Mahmut has a huge influence on the young man. He guides him at various points and when he isn’t teaching, he tells the young boy stories, that are inspired by the Koran. The boy invests a huge part of his emotions in the master well digger and thinks about him on many occasions. When he is at the bottom of the well, he wants to impress Mahmut with his work, when Mahmut asks a second apprentice to do a difficult task and spares the young boy, he is grateful, when the boy has a sexual encounter with the red-haired woman the first thing that comes to his mind is whether Mahmut would ever accept his actions.

Intertextual references to Oedipus Rex and Shahnameh are rife in the entire book. Oedipus Rex is a Greek tragedy where a young boy is prophesied to kill his father and marry his mother, and Shahnameh is the Iranian tale where the father kills his own son. Masculinity and power struggle between the males is a central theme in the book and hence the motif of the well transcends being one of just finding water but also goes into the subconscious and the unconscious mind where impulses, feelings and primal instincts play a huge role.
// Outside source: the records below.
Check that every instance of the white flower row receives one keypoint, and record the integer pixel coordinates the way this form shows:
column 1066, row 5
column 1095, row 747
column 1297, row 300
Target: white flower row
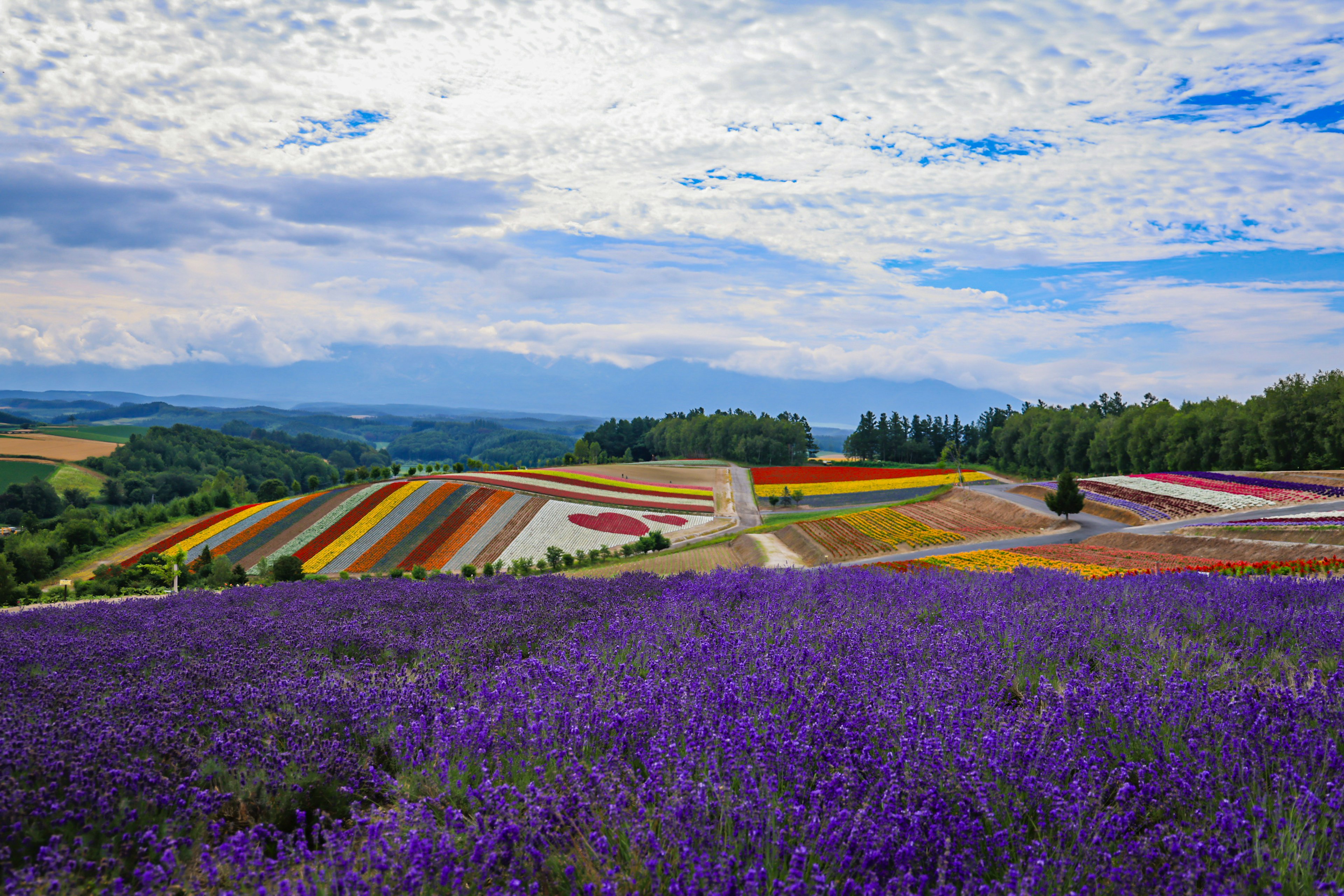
column 1222, row 500
column 1297, row 516
column 552, row 527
The Father complex is a group of unconscious associations or strong impulses which specifically pertain to the archetype of ‘The Father’. The Father complex was studied by Sigmund Freud, who associated the ambivalent feelings that a male child has with the father as a part of the Oedipus complex. Carl Jung associated it to the female child as well. Jungians have delved into the concept of Father hunger, where the absence of the father makes one look for the same in the world outside. Sometimes this could lead to finding the father within oneself. So one doesn’t have to look for the father but become one.

Perhaps the use of the well in the red-haired woman is a conscious choice of the storyteller to descend into the subconscious. The stories gradual progress is an unveiling of the subconscious to reveal the instincts of the protagonist. But does that leave room for abstraction? Pamuk’s novel does delve into the subconscious through the ladder of lyrical prose. The violence is poetic in some senses. Could there be room for uncovering the not so understandable realm of these impulses? which doesn’t necessarily follow linear thought.

Pamuk’s novel is a slow unveiling of human instinct, it is a well-woven narrative that the takes the reader to the underbelly of the Earth, slowly uncovering the layers of the human mind along with it.